Saturday was one of those days I will never forget… waking up at 4:30 so I could eat my oatmeal and applesauce,  pinning my bib in place and my Ziploc baggie containing my chocolate coconut Clif Bar bites to the inside of my shorts, kissing Matt goodbye when I got in place at the starting line, nervously finding the 4:30 pace group and hoping I could keep up with them, hearing the national anthem and the final countdown and then the sound of 3500 pairs of running shoes hitting the pavement.

It was a beautiful day, and I soaked up the sunshine. The first 13.1 miles passed by easily. I ran past Thalia Mara where I graduated high school, past The Old Capitol Inn where I married my best friend and past the house where Matt’s late grandparents once lived and where I first had Kitty’s famous broccoli cheese casserole. We all talked and shared running stories. I told them it was my first marathon, and, from then on, they went out of their way to cheer me on.

By mile 17, our pace group had thinned a little. The pauses in our conversation grew lengthier as we focused on each breath, each stride. Mile 20 brought with it hill after hill after hill. Four miles of rolling hills. I could feel my calves growing tight but I kept reminding myself, “One foot in front of the other.” As we rounded Mile 24, my pacer Charles said, “You’re about to be a marathoner. For the rest of your life, you’ll remember this day.”

All the five o’clock alarms, all the runs in single digits and runs in triple digits, all the sore muscles and blisters, it was all worth it, to cross that finish line.

26.2 miles. 4 hours, 26 minutes, 46 seconds.

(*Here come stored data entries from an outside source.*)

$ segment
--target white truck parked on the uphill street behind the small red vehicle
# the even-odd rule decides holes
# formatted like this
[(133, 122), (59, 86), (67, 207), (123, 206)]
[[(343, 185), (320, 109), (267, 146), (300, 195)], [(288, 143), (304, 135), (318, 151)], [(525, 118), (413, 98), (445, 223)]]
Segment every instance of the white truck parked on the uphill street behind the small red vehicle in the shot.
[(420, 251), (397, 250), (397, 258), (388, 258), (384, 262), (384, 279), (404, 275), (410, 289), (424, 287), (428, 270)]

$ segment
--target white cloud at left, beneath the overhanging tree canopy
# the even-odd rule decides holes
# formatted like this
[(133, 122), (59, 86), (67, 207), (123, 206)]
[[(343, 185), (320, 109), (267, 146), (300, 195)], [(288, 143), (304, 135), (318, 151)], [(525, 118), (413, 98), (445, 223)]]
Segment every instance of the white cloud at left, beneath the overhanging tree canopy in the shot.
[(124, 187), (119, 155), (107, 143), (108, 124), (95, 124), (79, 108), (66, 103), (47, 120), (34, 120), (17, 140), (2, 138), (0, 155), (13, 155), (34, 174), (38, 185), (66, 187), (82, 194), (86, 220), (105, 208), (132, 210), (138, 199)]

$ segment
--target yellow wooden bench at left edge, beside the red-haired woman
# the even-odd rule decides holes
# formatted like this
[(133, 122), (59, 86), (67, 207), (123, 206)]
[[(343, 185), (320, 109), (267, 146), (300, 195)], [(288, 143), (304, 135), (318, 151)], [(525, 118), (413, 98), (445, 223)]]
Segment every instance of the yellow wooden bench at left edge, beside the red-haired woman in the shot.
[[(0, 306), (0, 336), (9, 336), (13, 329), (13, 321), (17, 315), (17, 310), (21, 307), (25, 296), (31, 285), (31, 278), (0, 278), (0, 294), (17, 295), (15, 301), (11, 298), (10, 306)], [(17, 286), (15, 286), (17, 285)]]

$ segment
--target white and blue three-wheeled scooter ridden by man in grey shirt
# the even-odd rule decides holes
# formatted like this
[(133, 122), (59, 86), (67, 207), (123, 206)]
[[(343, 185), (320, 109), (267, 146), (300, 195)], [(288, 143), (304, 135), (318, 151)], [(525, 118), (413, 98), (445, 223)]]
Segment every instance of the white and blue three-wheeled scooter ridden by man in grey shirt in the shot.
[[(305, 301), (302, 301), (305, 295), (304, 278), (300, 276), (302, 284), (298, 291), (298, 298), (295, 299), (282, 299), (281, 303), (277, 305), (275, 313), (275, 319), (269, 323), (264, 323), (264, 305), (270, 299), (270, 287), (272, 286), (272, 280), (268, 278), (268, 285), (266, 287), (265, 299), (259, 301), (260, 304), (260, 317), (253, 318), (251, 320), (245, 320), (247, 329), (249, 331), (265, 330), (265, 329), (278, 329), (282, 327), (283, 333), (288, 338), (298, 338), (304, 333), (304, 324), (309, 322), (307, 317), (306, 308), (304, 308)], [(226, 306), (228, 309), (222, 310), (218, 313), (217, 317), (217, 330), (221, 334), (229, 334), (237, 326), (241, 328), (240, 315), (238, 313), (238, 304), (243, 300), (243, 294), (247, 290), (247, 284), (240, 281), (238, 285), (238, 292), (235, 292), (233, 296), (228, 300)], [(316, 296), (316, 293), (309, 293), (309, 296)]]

Marathoner.

Running Hard

Running Hard

Processed with VSCOcam with c1 presetOne foot in front of the other.

Those are the words I will say over and over to myself tomorrow. My friend Heather gave me that sage advice at the beginning of my training and it’s the phrase I’ve repeated countless times, sometimes with my hands in the air and other times muttering those words through clinched teeth. I packed my bag this morning preparing for warm temperatures. The high is 65 tomorrow. Earlier this week I ran in single digits, so the weather change should be interesting. My tummy feels like butterflies have taken up residence, but I’m really just ready for my feet to hit the pavement.

Somewhere during the early part of my training I realized this journey of training was about far more than just physical stamina. I have this habit of writing Scriptures I’m praying on little paint chips collected from trips to Home Depot and Lowe’s. One day last spring on a little peach paint chip, I scribbled 1 Corinthians 9:26-27…

Therefore I do not run like a man running aimlessly; I do not fight like a man beating the air. No, I beat my body and make it my slave so that after I have preached to others, I myself will not be disqualified for the prize.

The New Living Translation says, “So I run with purpose in every step…” Purpose in every step. The easy ones and the ones that leave me cringing. The beautiful ones where it seems almost easy and the ugly ones where I’m tempted to give up. The brave ones and the ones that leave my toes curled in fear. Each footprint on the asphalt a testimony to God’s redeeming work in my life.

This morning I took my peach paint chip off the cork board in my closet so I could pack it in my bag. But before I put it away, I pulled out The Message to see its interpretation of this Scripture…

I don’t know about you, but I’m running hard for the finish line. I’m giving it everything I’ve got. No sloppy living for me! I’m staying alert and in top condition. I’m not going to get caught napping, telling everyone else all about it and then missing out myself.

God, you are my Sustainer, and I’m grateful for this journey you’ve brought me on this year. I’ll forever treasure the sunrises You painted for me, the timely truth you brought to my ears and the freedom You’ve given me over perfectionism. Thank you for never giving up on this very imperfect girl. I pray every victory I experience brings glory to the One I love.

One foot in front of the other. Purpose in every step. Running hard for the finish line. Tomorrow and every day. This is my prayer.